As a company, can you spontaneously submit an offer for an OPZB?

The OPZB is a procedure in which the client chooses which entrepreneurs to invite to submit bids. There is no prior advertising of the contract, so the client does not have to take into account any spontaneous offers from other entrepreneurs. Moreover, the client can negotiate the terms of the contract with the invited entrepreneurs, which may make the spontaneous offers irrelevant. So there is no point in submitting a spontaneous bid for an OPZB if you are not invited by the client, because you have no chance of getting the contract.

As a company, how can I be invited to submit a bid for an OPZB?

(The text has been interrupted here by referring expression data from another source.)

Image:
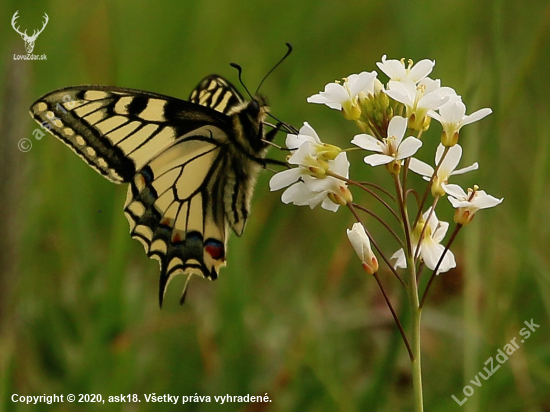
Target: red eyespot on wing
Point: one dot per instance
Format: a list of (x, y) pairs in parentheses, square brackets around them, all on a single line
[(215, 249)]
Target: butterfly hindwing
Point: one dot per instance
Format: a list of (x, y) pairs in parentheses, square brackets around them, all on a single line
[(191, 165)]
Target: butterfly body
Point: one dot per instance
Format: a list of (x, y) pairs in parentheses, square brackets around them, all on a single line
[(191, 165)]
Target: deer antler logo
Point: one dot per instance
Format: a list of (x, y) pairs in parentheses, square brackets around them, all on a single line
[(29, 40)]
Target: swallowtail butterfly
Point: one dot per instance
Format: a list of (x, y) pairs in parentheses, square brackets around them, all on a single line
[(190, 165)]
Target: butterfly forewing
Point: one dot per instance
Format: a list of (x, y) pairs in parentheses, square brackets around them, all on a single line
[(188, 180), (216, 93)]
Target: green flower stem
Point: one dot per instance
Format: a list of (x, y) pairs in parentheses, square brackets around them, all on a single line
[(390, 266), (366, 189), (388, 302), (414, 307), (434, 273), (388, 227), (429, 186), (415, 311)]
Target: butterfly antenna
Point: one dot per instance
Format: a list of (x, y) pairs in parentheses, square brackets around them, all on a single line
[(240, 69), (277, 65), (287, 127)]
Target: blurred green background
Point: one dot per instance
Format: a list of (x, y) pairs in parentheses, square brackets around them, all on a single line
[(292, 315)]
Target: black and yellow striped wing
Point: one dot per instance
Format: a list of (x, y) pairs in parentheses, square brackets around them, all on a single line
[(190, 176)]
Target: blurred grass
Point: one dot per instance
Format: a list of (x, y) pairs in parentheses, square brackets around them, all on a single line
[(292, 314)]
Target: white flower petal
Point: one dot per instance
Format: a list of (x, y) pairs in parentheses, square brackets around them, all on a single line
[(478, 115), (421, 168), (284, 178), (378, 159), (397, 128), (368, 142), (401, 261), (441, 230), (362, 82), (450, 162), (431, 253), (453, 111), (340, 165), (408, 147), (394, 69), (455, 190), (473, 166), (329, 205), (421, 69)]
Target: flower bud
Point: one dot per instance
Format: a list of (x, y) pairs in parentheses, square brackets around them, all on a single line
[(361, 244)]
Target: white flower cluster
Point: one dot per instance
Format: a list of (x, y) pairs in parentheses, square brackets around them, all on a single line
[(385, 114)]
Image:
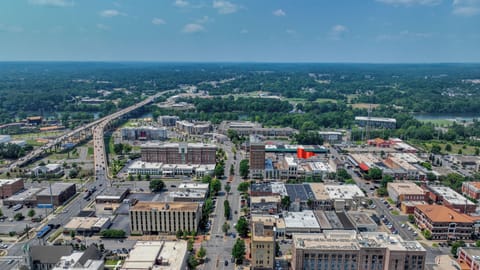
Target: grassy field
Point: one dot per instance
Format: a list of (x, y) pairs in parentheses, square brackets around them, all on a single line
[(468, 150), (364, 105), (438, 122), (324, 100)]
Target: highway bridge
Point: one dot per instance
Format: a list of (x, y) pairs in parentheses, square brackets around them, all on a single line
[(84, 132)]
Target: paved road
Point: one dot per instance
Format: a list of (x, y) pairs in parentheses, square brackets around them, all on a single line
[(219, 247)]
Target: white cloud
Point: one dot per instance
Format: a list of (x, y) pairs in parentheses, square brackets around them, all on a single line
[(158, 21), (193, 28), (337, 32), (204, 19), (279, 13), (411, 2), (405, 34), (181, 3), (103, 27), (109, 13), (52, 3), (10, 28), (225, 7), (290, 31), (466, 7)]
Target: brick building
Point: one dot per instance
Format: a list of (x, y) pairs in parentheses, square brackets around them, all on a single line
[(179, 153), (443, 222), (8, 187), (471, 189)]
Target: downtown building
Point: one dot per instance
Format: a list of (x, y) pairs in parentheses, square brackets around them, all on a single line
[(445, 223), (356, 251), (257, 159), (179, 153), (159, 217), (144, 133), (263, 245)]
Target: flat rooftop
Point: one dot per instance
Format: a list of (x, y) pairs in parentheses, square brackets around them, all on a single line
[(8, 181), (337, 192), (450, 195), (408, 188), (57, 188), (376, 119), (144, 255), (24, 195), (360, 218), (443, 214), (350, 240), (304, 220), (170, 206), (319, 191)]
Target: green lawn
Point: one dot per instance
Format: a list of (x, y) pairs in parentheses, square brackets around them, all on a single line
[(469, 150), (324, 100)]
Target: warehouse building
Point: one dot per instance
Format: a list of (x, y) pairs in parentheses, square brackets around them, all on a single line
[(376, 122), (8, 187), (158, 217), (57, 193), (352, 250), (144, 133), (179, 153)]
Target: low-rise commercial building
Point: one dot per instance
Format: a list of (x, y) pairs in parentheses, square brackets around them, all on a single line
[(301, 222), (451, 199), (468, 258), (55, 170), (57, 193), (86, 225), (471, 189), (443, 222), (112, 195), (332, 137), (265, 204), (179, 153), (358, 251), (144, 133), (168, 120), (376, 122), (89, 259), (169, 170), (46, 257), (8, 187), (158, 217), (362, 221), (195, 128), (27, 197), (345, 197), (263, 245), (157, 255), (405, 191)]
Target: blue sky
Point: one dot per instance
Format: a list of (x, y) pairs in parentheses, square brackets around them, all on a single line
[(243, 31)]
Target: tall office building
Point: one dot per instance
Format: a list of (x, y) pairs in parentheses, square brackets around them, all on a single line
[(356, 251), (159, 217), (263, 245), (257, 158)]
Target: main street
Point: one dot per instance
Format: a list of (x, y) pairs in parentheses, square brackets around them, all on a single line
[(219, 246)]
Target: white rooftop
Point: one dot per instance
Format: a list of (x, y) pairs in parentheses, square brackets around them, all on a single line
[(304, 220), (451, 195), (343, 191)]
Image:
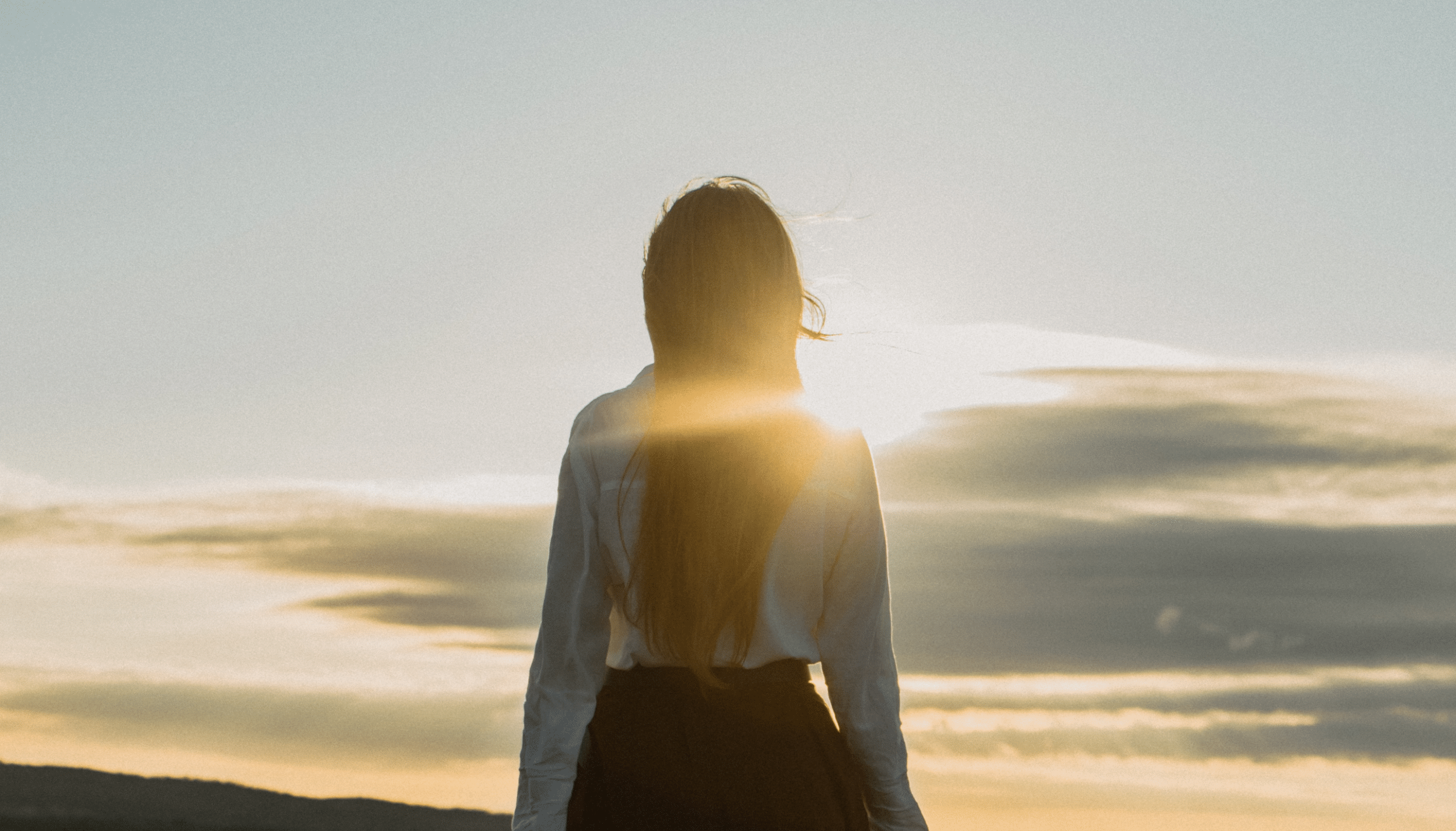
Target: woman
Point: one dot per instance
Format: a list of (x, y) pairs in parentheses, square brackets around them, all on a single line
[(711, 542)]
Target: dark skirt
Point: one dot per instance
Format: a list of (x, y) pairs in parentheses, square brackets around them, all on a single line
[(664, 753)]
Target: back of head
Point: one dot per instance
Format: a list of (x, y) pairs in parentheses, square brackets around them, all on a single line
[(723, 290), (724, 453)]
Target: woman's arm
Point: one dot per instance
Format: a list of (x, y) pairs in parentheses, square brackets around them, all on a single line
[(571, 648), (859, 664)]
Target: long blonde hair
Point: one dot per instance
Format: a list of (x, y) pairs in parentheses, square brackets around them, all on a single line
[(724, 452)]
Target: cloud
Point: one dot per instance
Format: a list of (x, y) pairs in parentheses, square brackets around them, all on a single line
[(264, 722), (1219, 443), (1005, 593), (1389, 714), (475, 569)]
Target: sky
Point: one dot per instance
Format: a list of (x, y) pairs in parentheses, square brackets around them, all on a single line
[(378, 241), (1143, 308)]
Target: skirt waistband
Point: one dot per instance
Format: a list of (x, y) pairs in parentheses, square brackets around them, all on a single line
[(787, 671)]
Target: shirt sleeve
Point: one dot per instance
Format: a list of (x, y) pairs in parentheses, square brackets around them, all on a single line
[(859, 664), (571, 648)]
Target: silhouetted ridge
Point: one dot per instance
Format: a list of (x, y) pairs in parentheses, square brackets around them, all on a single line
[(44, 798)]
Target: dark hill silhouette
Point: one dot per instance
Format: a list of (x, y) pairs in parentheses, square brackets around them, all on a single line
[(44, 798)]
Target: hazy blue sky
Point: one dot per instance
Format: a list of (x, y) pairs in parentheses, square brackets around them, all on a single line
[(379, 239)]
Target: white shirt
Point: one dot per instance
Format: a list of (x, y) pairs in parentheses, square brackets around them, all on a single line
[(826, 598)]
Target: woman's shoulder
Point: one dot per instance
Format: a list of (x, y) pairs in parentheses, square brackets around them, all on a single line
[(617, 415)]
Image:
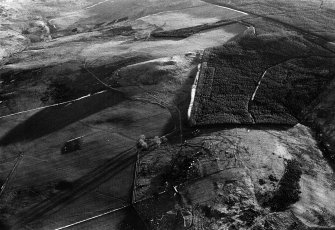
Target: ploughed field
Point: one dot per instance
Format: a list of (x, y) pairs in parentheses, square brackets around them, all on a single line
[(266, 79)]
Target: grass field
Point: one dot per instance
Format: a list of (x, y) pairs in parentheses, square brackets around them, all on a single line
[(313, 17)]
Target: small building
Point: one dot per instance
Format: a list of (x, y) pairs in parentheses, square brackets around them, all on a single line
[(72, 145)]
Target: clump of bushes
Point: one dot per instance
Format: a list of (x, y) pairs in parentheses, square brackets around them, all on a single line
[(183, 167), (289, 189)]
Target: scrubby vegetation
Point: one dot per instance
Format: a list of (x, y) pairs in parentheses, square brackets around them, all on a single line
[(186, 32), (289, 189), (227, 90), (183, 167)]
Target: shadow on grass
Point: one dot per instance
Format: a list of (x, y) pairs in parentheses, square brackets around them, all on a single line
[(105, 172), (55, 118)]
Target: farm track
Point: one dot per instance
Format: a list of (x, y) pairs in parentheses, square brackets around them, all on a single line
[(309, 35), (82, 186)]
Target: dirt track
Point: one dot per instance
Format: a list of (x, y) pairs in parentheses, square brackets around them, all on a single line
[(80, 187)]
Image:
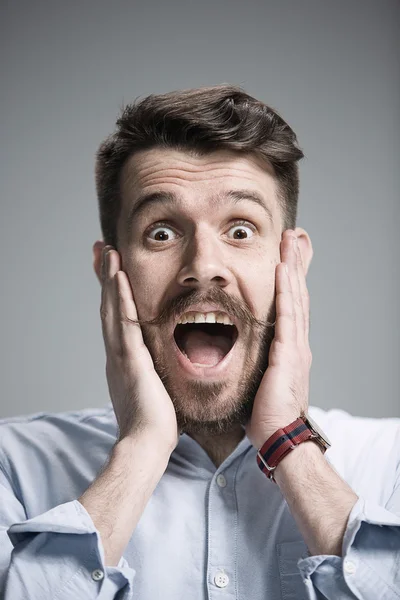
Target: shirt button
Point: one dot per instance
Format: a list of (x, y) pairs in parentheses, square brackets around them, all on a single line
[(349, 567), (221, 480), (221, 579), (97, 574)]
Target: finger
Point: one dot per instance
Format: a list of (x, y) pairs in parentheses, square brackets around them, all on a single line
[(109, 267), (131, 339), (124, 337), (285, 326), (289, 255), (304, 295)]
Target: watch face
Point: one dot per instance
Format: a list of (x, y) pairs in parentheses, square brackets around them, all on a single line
[(317, 429)]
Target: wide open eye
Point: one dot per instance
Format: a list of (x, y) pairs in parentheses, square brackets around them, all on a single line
[(242, 230), (161, 233)]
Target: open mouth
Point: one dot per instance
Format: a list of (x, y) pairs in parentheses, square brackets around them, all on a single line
[(205, 344)]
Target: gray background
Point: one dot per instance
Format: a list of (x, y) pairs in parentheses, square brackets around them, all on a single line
[(330, 68)]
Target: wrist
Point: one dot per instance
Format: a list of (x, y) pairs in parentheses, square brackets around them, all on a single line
[(296, 460)]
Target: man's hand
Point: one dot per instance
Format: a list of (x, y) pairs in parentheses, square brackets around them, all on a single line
[(141, 402), (283, 391)]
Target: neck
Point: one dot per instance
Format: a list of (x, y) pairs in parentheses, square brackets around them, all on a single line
[(220, 446)]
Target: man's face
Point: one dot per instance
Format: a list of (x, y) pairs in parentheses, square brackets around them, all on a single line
[(204, 246)]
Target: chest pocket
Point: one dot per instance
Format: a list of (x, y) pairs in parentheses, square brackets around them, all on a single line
[(291, 582)]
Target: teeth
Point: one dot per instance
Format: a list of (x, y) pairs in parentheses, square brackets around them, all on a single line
[(211, 317)]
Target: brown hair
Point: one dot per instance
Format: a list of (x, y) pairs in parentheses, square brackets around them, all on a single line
[(198, 120)]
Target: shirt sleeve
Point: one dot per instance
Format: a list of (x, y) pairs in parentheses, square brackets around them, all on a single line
[(57, 555), (369, 565)]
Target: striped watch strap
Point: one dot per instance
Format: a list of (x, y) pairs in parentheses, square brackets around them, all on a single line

There is no straightforward answer to the question of how, as a company, you can be invited to bid for an OPZB. After all, the PPP is a procedure in which the client chooses which entrepreneurs to invite, without prior publication of the contract. However, the principal must ensure a sufficient degree of competition and respect the principle of equal treatment.

One possible way to increase your chances of being invited to an OPZB is to make your company known to potential clients. For example, you can promote your services or products through your website, social media, networking events, trade shows, etc. You can also contact clients that interest you and inform them about your offerings and expertise. You can also submit references or testimonials from previous assignments you have completed.

Keep in mind, however, that the principal is not obliged to take your spontaneous candidacy into account. The principal has complete freedom to decide whom to invite to an OPZB, as long as it complies with public procurement legislation. So there is no point in submitting a bid for an OPZB if you have not been invited by the client, because you have no chance of getting the contract.